I must be clairvoyant, because earlier this week I put this picture (a junior team, Lorraine McNamara and Quinn Carpenter) in my last post. Lo and behold, it illustrates something that I had a lesson on yesterday: correct head position on back outside edges.
To help keep aligned on my left back outside edge, I am working on keeping my head up and looking slightly left. (Look how well Lorraine does it!) The head position is key; it helps place the back in the proper position relative to the skate (rather than slightly forward). And this allows for a good strong lean into the circle.
This picture really captures the speed and beauty that is possible on that back outside edge. I imagine it’s like hitting the sweet spot in tennis. Once you’ve found that edge, you can just let the blade carry you and fly.
Even though the positions are strong, there is no tension, no clenching of the muscles, no premature motion towards the next edge. There’s security there, so that one can let go and move with abandon.
I could just sit and look at this picture all day. Poetry in motion!
I spent some time this week just cruising on these back outside edges, feeling like they could go on forever. It was a nice change from the anxious feeling that I sometimes have both on and off the ice. Whenever I am unsure of what I’m doing, I often add the problem of rushing from one thing to another. For instance, I magnify the difficulty of three-turns by turning early. Or I spend spending much of my time on each edge thinking ahead to the next step, especially if it’s a challenging mohawk or choctaw.
“You don’t like that edge,” Ari sometimes observes of my left forward inside edge. It’s taken a while to get past my first response (simply agreeing “no, I really don’t like that edge,” or even worse, the snarky “well, duh!”) and to understand what this really means: that I’m supposed to like my edges. I’m supposed to enjoy the feeling of being on each edge. It’s supposed to be fun, not just correct. It’s like that James Taylor song:
Another way of putting is: “Wherever you go, there you are.” Used to be a funny line from Buckaroo Banzai before it became a mindfulness mantra.

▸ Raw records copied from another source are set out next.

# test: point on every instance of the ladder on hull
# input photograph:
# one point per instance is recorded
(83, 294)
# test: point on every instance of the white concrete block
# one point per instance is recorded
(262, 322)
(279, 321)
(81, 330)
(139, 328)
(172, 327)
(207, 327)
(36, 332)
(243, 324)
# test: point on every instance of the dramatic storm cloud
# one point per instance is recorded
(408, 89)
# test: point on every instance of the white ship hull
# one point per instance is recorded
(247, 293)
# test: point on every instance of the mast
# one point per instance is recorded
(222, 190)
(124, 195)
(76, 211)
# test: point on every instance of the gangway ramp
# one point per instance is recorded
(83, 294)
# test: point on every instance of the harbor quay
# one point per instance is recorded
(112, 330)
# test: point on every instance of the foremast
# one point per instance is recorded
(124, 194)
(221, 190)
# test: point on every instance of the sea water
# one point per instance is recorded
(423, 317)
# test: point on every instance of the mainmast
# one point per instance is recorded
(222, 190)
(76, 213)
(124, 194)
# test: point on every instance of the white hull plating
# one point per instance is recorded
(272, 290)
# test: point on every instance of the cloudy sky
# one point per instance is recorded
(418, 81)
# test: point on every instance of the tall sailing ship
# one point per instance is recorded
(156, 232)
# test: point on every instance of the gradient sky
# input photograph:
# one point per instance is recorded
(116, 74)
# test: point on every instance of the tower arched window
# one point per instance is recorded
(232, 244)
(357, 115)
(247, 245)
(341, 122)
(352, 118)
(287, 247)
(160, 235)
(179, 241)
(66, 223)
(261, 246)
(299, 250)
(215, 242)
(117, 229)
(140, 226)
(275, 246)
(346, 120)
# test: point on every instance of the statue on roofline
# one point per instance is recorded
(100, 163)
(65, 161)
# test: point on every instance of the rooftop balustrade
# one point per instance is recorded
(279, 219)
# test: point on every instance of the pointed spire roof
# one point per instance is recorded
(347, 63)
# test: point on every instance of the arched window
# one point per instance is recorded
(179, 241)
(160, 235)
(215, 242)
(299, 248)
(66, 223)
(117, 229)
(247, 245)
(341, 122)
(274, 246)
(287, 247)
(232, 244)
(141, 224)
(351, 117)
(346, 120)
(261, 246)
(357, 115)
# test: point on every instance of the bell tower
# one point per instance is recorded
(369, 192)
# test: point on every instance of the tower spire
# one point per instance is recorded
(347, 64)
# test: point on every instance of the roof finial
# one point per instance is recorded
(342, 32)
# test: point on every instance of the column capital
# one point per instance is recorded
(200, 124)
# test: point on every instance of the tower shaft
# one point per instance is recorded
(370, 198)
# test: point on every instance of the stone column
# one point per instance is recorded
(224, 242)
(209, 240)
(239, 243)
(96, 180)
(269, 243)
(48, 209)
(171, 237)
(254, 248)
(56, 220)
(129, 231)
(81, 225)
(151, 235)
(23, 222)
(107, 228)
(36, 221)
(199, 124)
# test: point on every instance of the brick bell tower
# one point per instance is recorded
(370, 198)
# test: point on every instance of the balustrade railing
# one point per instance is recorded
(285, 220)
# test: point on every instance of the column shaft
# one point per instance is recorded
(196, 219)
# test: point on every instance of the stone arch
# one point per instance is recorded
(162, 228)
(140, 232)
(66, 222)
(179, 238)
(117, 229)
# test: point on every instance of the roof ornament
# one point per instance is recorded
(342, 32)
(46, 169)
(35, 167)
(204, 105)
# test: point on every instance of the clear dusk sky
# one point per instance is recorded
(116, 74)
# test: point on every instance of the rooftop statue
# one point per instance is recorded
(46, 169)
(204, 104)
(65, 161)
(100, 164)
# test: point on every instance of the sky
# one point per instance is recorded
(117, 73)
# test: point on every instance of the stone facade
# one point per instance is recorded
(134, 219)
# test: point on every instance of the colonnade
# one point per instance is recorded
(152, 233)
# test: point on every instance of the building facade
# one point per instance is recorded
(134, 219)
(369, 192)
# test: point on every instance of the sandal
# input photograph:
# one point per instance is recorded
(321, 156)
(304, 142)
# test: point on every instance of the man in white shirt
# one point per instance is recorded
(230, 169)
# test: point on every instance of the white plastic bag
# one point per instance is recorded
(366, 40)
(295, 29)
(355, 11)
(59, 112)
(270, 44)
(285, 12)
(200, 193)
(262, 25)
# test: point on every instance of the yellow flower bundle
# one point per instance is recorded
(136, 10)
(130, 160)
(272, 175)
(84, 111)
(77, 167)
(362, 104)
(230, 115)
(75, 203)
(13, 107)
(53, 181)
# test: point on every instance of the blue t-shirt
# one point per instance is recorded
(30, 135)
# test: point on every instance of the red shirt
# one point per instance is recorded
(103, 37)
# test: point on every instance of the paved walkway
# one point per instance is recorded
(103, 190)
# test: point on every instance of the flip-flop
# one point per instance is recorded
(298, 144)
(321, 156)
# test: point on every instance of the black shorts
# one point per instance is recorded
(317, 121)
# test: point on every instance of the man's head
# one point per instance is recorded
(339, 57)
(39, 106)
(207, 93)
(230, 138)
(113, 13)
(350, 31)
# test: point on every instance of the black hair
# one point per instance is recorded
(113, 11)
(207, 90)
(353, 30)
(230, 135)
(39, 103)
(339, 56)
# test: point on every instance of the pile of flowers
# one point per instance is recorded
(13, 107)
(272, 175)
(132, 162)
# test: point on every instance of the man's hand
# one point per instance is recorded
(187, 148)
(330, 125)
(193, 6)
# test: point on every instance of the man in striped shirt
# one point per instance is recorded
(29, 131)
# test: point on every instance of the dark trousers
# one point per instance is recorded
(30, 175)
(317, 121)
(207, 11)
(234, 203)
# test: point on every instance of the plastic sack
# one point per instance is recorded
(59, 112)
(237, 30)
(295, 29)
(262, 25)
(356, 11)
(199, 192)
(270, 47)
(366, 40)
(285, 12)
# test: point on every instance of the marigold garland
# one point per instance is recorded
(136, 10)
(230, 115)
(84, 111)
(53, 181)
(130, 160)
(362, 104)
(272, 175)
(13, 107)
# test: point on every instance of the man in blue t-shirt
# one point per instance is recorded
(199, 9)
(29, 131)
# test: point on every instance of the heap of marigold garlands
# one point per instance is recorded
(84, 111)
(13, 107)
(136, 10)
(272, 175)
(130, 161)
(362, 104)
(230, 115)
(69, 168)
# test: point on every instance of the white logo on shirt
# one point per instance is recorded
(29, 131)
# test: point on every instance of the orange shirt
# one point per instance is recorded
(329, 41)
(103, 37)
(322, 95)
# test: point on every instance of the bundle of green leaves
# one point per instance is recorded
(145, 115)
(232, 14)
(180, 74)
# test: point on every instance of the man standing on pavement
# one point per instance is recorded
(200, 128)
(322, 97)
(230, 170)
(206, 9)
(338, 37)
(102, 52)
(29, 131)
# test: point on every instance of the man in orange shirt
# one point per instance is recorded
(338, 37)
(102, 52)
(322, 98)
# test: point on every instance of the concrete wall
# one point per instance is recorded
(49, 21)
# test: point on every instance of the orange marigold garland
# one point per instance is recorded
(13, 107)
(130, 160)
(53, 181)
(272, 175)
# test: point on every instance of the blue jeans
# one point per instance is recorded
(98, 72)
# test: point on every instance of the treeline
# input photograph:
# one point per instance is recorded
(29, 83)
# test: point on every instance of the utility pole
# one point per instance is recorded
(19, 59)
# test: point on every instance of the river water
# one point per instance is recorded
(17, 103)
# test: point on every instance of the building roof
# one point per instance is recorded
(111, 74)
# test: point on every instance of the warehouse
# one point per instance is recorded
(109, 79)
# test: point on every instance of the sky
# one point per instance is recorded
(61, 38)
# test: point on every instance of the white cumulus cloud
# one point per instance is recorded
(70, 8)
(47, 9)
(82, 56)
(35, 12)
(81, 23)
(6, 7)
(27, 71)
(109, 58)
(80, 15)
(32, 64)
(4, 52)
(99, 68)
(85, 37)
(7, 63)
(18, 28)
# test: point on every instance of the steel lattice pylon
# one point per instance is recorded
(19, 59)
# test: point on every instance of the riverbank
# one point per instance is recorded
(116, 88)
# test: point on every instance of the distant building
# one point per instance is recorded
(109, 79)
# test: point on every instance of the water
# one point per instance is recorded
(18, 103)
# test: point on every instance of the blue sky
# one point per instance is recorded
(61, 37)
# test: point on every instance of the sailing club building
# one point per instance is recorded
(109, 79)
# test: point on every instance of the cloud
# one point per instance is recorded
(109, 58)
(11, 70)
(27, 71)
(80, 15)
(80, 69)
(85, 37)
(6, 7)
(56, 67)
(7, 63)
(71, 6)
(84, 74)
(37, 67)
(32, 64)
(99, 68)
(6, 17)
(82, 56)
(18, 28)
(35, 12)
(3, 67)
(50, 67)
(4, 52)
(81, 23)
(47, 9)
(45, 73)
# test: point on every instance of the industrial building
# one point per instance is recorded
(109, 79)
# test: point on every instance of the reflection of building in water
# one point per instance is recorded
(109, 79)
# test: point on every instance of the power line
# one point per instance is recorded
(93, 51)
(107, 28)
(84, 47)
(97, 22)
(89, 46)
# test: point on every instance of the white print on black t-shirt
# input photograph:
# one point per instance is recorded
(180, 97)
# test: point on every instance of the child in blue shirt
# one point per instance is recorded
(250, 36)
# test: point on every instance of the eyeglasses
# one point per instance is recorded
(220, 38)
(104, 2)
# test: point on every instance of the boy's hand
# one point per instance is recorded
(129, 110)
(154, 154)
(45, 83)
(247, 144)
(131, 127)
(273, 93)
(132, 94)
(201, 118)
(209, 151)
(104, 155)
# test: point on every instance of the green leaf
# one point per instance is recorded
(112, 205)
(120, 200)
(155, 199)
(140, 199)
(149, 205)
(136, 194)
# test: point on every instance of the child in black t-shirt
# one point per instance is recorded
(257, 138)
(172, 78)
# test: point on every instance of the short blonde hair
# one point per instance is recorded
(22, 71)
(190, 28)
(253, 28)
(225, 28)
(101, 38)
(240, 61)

The thing is, it is fun (especially when I’m not so worried about it and really get into the edge). It’s a wonderful feeling, that the deep swoopy glide that comes when you’re really really into the skate. There is a natural sinking into or rising of the knee, and the action of the entire body is strong yet fluid: no ossification here! (I just wanted to use that word for the benefit of my friends Jeff, Karen, Terri, and Doug.)
For freeskaters, it’s that outside back edge that happens when you nail the landing on a jump. For ice dancers, this should happen on–well, just about everything! Some illustrations:
I know that these are polished performers, but I can’t help but think that the thrill on their faces actually comes from the pleasure of doing those edges so well.
There are a lot of wonders in life, but there really isn’t any other feeling in the world quite like being into the ice.